For these reasons, I introduced HR 4515, the Rural Community Hospital Assistance Act.  This bill would provide enhanced cost-based reimbursement for critical access hospitals and extend such reimbursement to post-acute care services.  It would also provide an option for rural hospitals with less than 50 inpatient beds to receive enhanced cost-based reimbursement for inpatient, outpatient and select post-acute care services.  An alternative payment structure based on a reasonable cost-based reimbursement system is necessary to ensure that the survival of these essential providers of care and to ensure that Medicare beneficiaries located in small rural areas continue to receive access to quality health care services. 

Standardized Payment and Wage Index Problems

Changes with the standardized base payment and wage index are also needed to help rural communities to recruit and retain health care professionals.  

Standardized Payment:  The base payment or “standardized amount” set by the government was designed to recognize distinctions in operating costs between urban and rural areas.

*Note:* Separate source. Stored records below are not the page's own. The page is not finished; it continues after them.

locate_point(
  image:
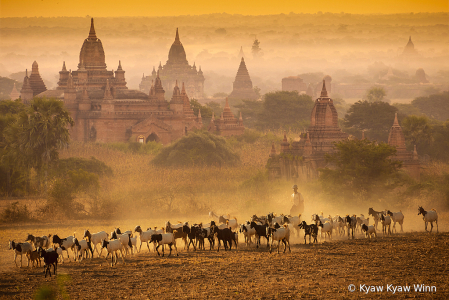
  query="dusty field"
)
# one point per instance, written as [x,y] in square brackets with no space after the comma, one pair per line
[321,271]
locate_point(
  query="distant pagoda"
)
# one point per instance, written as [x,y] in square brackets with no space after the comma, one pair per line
[410,162]
[177,69]
[409,50]
[243,86]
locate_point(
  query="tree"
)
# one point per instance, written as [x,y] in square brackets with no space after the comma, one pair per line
[285,110]
[434,106]
[39,132]
[417,131]
[375,94]
[255,48]
[11,173]
[358,168]
[375,118]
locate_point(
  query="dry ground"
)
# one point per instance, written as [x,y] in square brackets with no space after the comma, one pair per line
[320,271]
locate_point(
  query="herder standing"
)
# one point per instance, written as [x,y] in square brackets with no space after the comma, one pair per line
[298,202]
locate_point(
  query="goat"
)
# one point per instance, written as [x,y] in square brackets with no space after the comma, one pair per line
[261,230]
[164,239]
[309,230]
[66,244]
[351,223]
[279,234]
[50,259]
[20,249]
[396,218]
[125,239]
[39,242]
[361,220]
[263,219]
[248,232]
[226,235]
[113,247]
[375,214]
[82,247]
[429,216]
[326,228]
[179,228]
[369,230]
[34,257]
[386,222]
[96,238]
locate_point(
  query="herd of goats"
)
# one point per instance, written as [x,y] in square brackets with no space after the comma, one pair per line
[222,229]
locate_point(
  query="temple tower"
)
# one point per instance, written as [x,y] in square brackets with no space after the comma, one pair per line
[35,80]
[243,86]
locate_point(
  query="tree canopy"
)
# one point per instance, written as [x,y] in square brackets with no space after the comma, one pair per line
[435,106]
[376,118]
[278,110]
[197,149]
[358,167]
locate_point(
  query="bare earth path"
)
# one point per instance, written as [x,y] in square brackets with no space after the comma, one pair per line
[322,271]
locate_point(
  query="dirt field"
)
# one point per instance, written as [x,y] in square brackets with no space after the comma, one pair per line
[320,271]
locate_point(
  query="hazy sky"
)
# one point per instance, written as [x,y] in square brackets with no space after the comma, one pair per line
[107,8]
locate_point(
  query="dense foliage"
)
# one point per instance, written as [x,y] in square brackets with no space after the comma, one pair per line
[278,110]
[358,168]
[197,149]
[376,118]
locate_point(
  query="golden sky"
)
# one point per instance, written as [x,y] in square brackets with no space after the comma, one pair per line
[150,8]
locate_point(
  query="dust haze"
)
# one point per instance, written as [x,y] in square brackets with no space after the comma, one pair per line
[351,48]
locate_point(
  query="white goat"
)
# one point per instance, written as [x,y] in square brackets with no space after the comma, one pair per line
[326,228]
[397,218]
[279,234]
[369,230]
[429,216]
[20,249]
[96,238]
[248,232]
[145,236]
[65,244]
[386,222]
[164,239]
[113,247]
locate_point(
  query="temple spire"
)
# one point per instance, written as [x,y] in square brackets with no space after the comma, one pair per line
[324,91]
[395,123]
[92,35]
[177,36]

However, the assumptions that led the government to develop different payments to urban and rural areas are no longer valid.  Given the shortage of nurses, physicians, and other skilled hospital labor, rural areas struggle to compete with their urban counterparts in the current labor market. In addition, the assumption that it costs less to perform medical procedures, less to purchase durable medical equipment, and less to administer small rural hospitals is erroneous.

I would like to thank Chairwoman Johnson for working with the Rural Health Care Coalition to include a provision to standardize the base payments between rural and urban hospitals in the Medicare reform bill that passed the House last month. 

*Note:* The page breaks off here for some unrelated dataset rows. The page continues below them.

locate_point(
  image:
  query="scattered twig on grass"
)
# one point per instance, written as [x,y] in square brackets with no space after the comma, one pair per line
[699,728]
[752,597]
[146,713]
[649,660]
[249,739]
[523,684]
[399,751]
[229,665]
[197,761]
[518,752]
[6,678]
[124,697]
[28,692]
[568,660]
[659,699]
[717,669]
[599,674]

HR 4954, the Medicare Modernization and Prescription Drug Act, would standardize hospital base payments in two years.

Wage Index Survey: There remains considerable variance in the data supplied to CMS for the compilation of the wage index between Medicare Fiscal Intermediaries (FI's).  For instance, hospitals in Kansas that use Mutual of Omaha as their FI versus Kansas Blue Cross are subject to different audits and allowances of the basically the same data.  Further, the data CMS uses for the calculation of the wage index is four (4) years old.  For this upcoming fiscal year (FY 2003), data from the FY 1999 Medicare Cost Report is used.  This time frame cannot possible reflect changes in costs or availability of labor.

Relevance of Labor Areas: The original concept of labor market areas was probably fairly adequate in the early 1980's but they do not reflect reality in 2002.  Due to the decreased supply of skilled health care workers, hospitals are expanding their labor markets by up to 150 miles routinely, often offering to house workers for a workweek.  This has caused a significant shift in what local areas now have to pay for workers.  Rural hospitals now have to compete in both wages and benefits with their urban counterparts or risk losing their employees to them.

I look forward to continuing to work with you to improve the access to affordable health care in rural communities.  Again, thank you for the opportunity to testimony on this important issue.